Angesichts des Massensterbens durch Aids in Afrika konnte Südafrika im Streit gegen die Pharmaunternehmen im Frühjahr 2001 einen ersten Teilerfolg erzielen. Seinerzeit klagten die Hersteller gegen die Republik am Kap, weil die Regierung unter Nelson Mandela ein Gesetz beschlossen hatte, das dem Land unter bestimmten Umständen den Import von Generika im Fall einer "Krise der öffentlichen Gesundheit" gestattete. Im Vorfeld des Aids-Gipfels in Durban gerieten die Hersteller jedoch unter öffentlichen Druck und zogen die Klage zurück. Die südafrikanische Regierung sagte dafür zu, die Hersteller in jedem Einzelfall zu verständigen.
Gerade am Beispiel Südafrikas zeigt sich das krasse Preisgefälle: Während ein hochwertiges Aidsmittel aus Thailand 2 US-Dollar pro Tablette kostet, zahlen Südafrikaner für das gleiche Mittel in Südafrika 125 US-Dollar. Der Grund: In Südafrika gilt das Patent auf den Wirkstofff, jedoch nicht in Thailand. Die Wirksamkeit ist in beiden Fällen die gleiche.

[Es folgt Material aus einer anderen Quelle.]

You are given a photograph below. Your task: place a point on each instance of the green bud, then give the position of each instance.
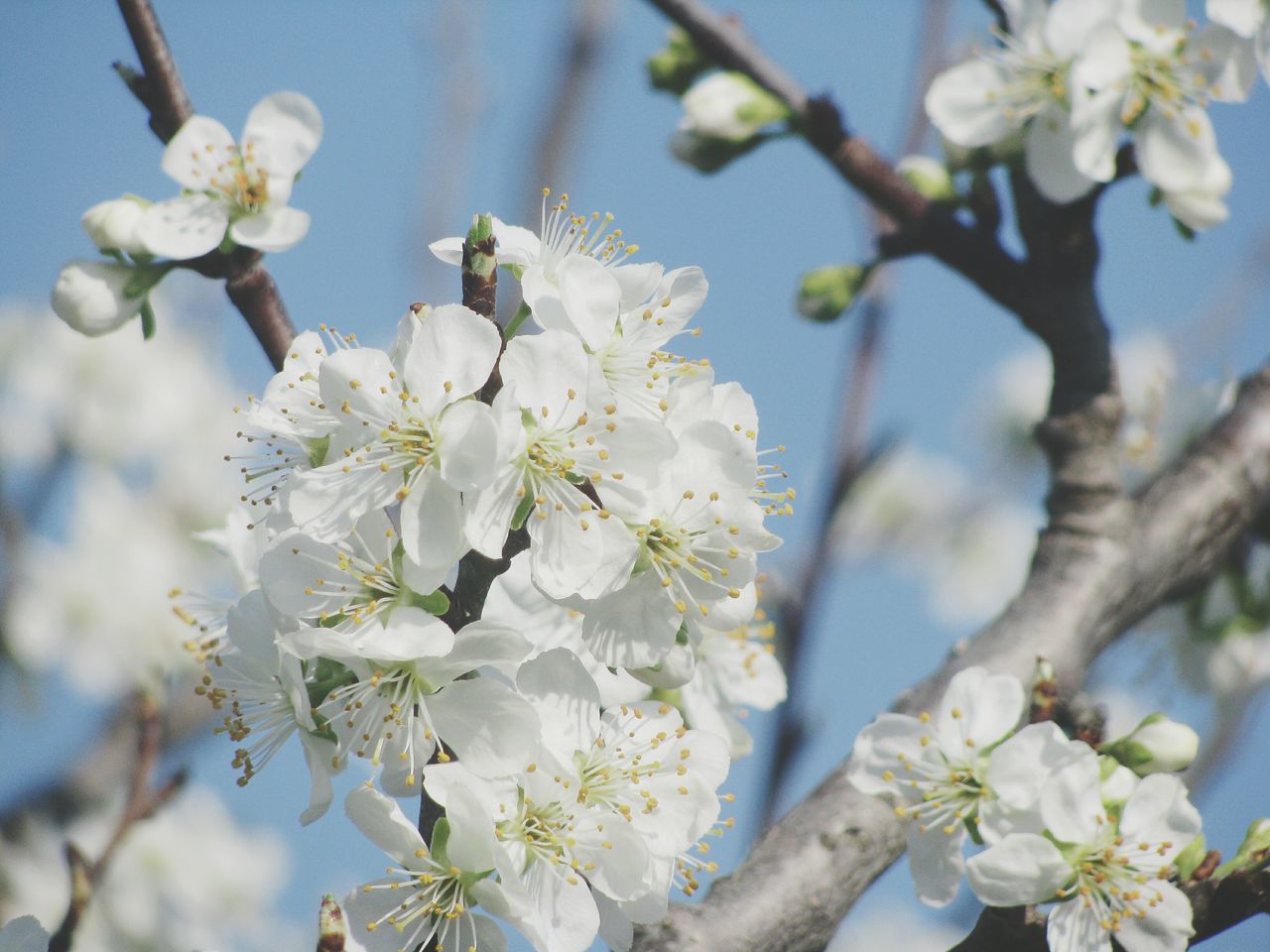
(930, 177)
(331, 925)
(1254, 852)
(675, 67)
(826, 293)
(707, 154)
(1189, 860)
(1156, 746)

Kompromissloser zeigt sich Brasilien. Als erster Staat der Dritten Welt hat Brasilien ein Programm aufgelegt, mit dem Arzneimittel kostenlos an Kranke verteilt werden. Das Programm hat die Aids-Todesrate um 50 bis 70 Prozent gesenkt und gilt international als vorbildlich. Da Brasilien die westlichen Preise nicht bezahlen kann, wurde ein zusätzliches Gesetz verabschiedet. Dieses verpflichtet die Patentinhaber, innerhalb von drei Jahren ihre Medikamente in Brasilien herzustellen. Andernfalls verfällt ihr Patent, und brasilianische Hersteller dürfen das Medikament kopieren. Dagegen hatte die US-Regierung Klage eingereicht. Die Regierung in Brasilia lässt sich davon bisher nicht beeindrucken und droht weiter mit dem staatlichen Patentbruch.

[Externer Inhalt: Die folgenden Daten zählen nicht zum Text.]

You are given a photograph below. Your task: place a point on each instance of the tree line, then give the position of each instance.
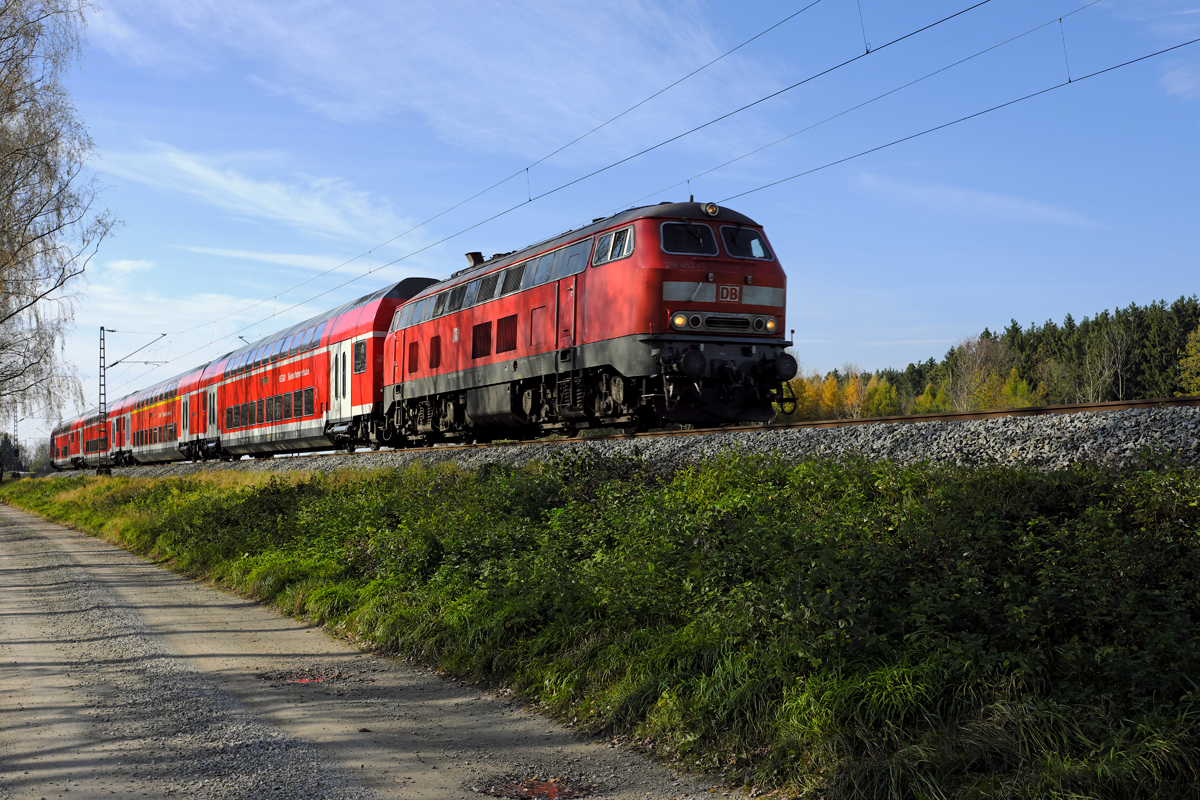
(1133, 353)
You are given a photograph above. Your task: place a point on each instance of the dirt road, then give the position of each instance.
(119, 678)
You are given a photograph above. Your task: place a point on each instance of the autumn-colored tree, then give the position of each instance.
(975, 371)
(829, 400)
(881, 398)
(1189, 365)
(805, 390)
(1017, 392)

Eine andere Alternative zu diesen Zwangslizenzen besteht in differenzierten Preismodellen. So könnte ein Aids-Medikament in Brasilien günstiger als in Deutschland angeboten werden und in Uganda wiederum billiger als in Brasilien.

Durchbruch in Katar

In der katarischen Hauptstadt Doha äußerte sich der brasilianische Außenminister Luis Felipe de Feixas Correa jetzt positiv zu den Verhandlungen über Medizinpatente. Auch ein Mitglied der US-Delegation sprach von Bewegung, schränkte aber ein, dass es noch ein langer Weg bis zu einer Einigung sei. In Brasilien und Indien gibt es mehrere Unternehmen, die Generika herstellen. Beide Staaten dringen deswegen auf eine Erklärung mit dem Inhalt, dass das TRIPS-Abkommen kein Land daran hindern kann, eine eigene Strategie im Kampf gegen Krankheiten wie Aids zu entwickeln.

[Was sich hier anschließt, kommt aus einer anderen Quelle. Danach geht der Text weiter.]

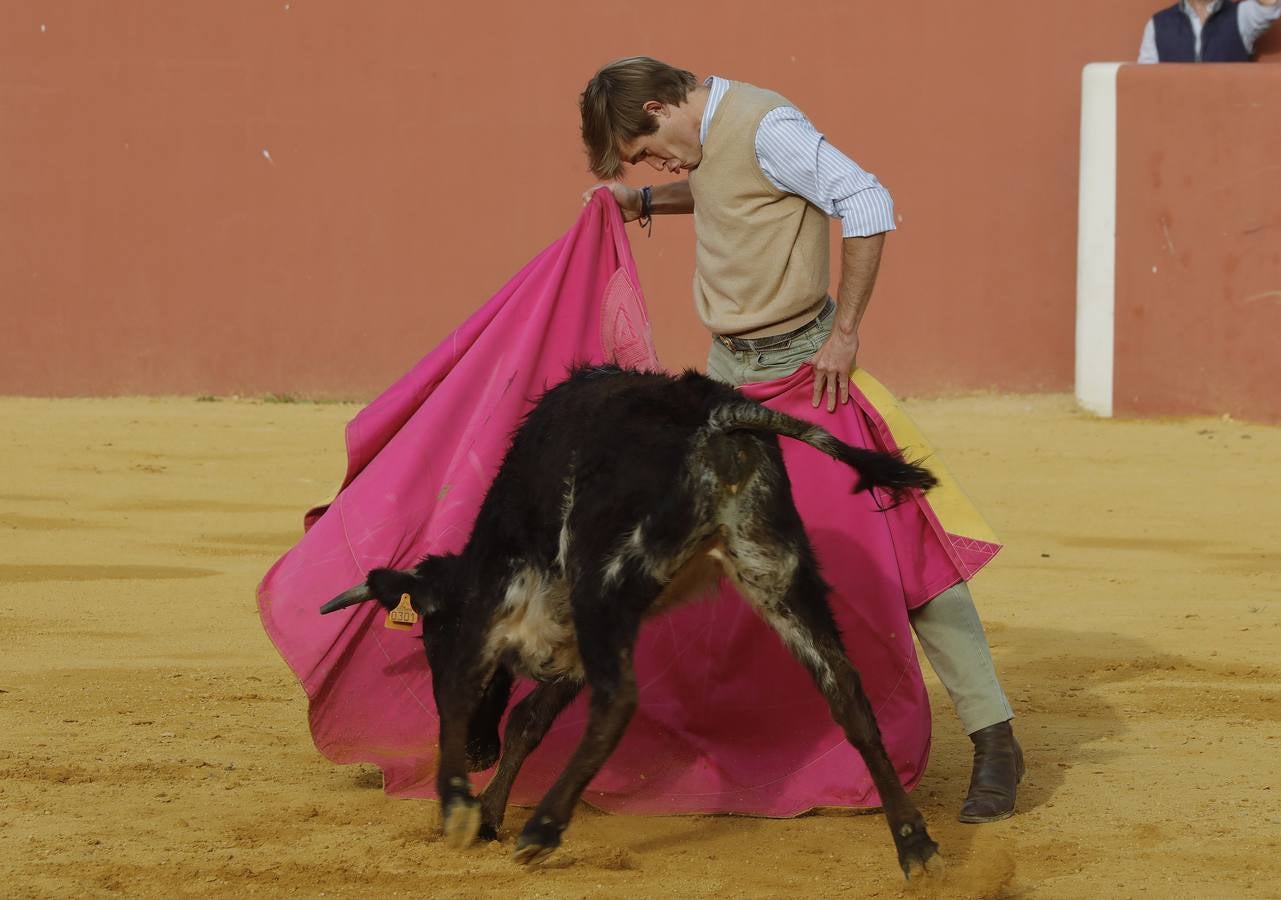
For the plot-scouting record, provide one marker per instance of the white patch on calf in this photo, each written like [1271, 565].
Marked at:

Etliche Pharmakonzerne sind schon auf die Kompromisslinie eingeschwenkt. Der US-Hersteller Merck hat seine Preise für Brasilien um 70 Prozent reduziert. Der einzige deutsche Anbieter eines Aids-Präparats, Boehringer Ingelheim, spendet dieses in den kommenden fünf Jahren an afrikanische Länder. Allerdings nur, um die Aids-Übertragung von der Mutter auf das Kind zu verhindern. Diese machen nur einen Bruchteil der Aids-Fälle aus.